Any feedback is appreciated
Hi Yassine and thank you for your reply. The “unique” approach could work if there are consistent periods. The bookings may pass into a period, pass out of a period, pass through a period, and reside inside a period. I dont quite see how that would work with this complexity. Could you elaborate more on your idea for the solution given this?
Indeed, booking duration flexibility adds complexity to the solution.
This may require some compromises on your end if the easy solution is not working.
A couple of key questions:
Is it necessary to keep “Run Async” enabled?
Is there a defined minimum booking time?
On top of my mind, If a minimum booking time exists, one possible approach is to split reservations into fixed intervals (you can visually adapt it for the customer to look like one block )

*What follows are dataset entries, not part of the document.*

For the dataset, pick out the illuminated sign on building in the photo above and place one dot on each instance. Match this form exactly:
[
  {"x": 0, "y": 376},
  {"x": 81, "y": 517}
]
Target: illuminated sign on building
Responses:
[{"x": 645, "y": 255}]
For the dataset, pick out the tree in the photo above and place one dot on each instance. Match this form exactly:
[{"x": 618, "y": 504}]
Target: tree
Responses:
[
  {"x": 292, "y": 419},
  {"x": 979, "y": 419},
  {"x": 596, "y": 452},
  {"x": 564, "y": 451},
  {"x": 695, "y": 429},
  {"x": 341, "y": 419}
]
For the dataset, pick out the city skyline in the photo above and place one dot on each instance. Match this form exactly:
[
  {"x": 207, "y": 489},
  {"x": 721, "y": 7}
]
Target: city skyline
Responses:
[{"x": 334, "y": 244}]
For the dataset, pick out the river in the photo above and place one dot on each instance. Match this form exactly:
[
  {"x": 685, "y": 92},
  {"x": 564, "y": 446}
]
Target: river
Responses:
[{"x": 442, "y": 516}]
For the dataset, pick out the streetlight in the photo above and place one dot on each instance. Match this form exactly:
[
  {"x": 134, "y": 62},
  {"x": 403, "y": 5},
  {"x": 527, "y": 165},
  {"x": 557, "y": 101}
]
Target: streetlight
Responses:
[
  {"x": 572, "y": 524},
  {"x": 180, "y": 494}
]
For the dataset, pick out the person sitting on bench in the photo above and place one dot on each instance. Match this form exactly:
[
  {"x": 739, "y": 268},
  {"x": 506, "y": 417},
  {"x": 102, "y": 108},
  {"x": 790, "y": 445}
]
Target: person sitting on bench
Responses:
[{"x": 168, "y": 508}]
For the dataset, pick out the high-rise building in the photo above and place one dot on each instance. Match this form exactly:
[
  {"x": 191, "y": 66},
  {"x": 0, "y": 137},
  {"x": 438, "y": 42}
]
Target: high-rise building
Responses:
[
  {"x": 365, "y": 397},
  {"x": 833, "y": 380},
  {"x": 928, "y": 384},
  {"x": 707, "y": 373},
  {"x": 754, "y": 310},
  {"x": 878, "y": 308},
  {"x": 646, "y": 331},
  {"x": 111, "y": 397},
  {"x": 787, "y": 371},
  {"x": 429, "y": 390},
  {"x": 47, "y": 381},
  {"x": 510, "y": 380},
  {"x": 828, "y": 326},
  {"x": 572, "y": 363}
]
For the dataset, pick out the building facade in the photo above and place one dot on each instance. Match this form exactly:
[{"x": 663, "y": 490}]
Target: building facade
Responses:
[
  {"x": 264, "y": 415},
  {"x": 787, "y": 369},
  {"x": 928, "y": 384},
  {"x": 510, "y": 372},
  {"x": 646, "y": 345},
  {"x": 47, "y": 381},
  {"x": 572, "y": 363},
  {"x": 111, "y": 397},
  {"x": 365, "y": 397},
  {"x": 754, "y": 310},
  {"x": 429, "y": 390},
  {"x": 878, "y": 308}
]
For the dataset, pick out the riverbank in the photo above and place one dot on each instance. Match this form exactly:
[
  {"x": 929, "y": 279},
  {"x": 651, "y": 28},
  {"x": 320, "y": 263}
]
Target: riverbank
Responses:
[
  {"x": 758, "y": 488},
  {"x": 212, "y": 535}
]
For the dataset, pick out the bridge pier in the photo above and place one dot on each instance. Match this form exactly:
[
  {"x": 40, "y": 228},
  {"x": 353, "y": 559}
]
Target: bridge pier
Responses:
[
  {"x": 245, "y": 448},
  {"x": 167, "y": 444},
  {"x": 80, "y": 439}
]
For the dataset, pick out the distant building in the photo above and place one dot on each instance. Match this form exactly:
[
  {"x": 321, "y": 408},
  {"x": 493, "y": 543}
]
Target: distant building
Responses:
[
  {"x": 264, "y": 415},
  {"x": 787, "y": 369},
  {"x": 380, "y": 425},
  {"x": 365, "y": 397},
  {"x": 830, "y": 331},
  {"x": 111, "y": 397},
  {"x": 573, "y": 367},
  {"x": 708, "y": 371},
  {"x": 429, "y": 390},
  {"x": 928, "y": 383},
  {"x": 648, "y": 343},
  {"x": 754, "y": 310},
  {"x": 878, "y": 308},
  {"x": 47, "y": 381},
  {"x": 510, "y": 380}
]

Since Booking 2 (A-14032025-0930) already exists, a uniqueness constraint will trigger an error.
What you must do:
Persist all three bookings together ( not seperatly).
If any of them fail due to a uniqueness constraint, Appfarm will reject the entire transaction. (you will not have Booking 1 and 3 in your DB)
Catch that error and handle it to normalize it for your customer
Other info :
it is a bit complexe to do it like this, and there is probably a better solution for that
in order for you to handle it easily, you can imagine having your uniqueness constraint in another table. for exemple
– a main DB Booking that will have all your basics info
– a linked DB Booking Slots that will contain all your slot with your constraint
In our exemple it will be
One Line in Booking
– ID 123456
– Booked By *****
– Booking Start 14/03/2025 09:00
– Booking End 14/03/2025 10:30
– Booked Room A
Have you considered building 2 endpoints, where
Endpoint 1 is “no concurrency” for internal DB consistency and then
Endpoint 2 which is not and act as the que and is the “public” booking endpoint
The 2 service can hold parallel incoming booking request with a sleep logic if concurrency error.
The 1 service has logic ensuring consistent database while the 2 act based on response from 1. I assume that this logic will not be overrun with bookings?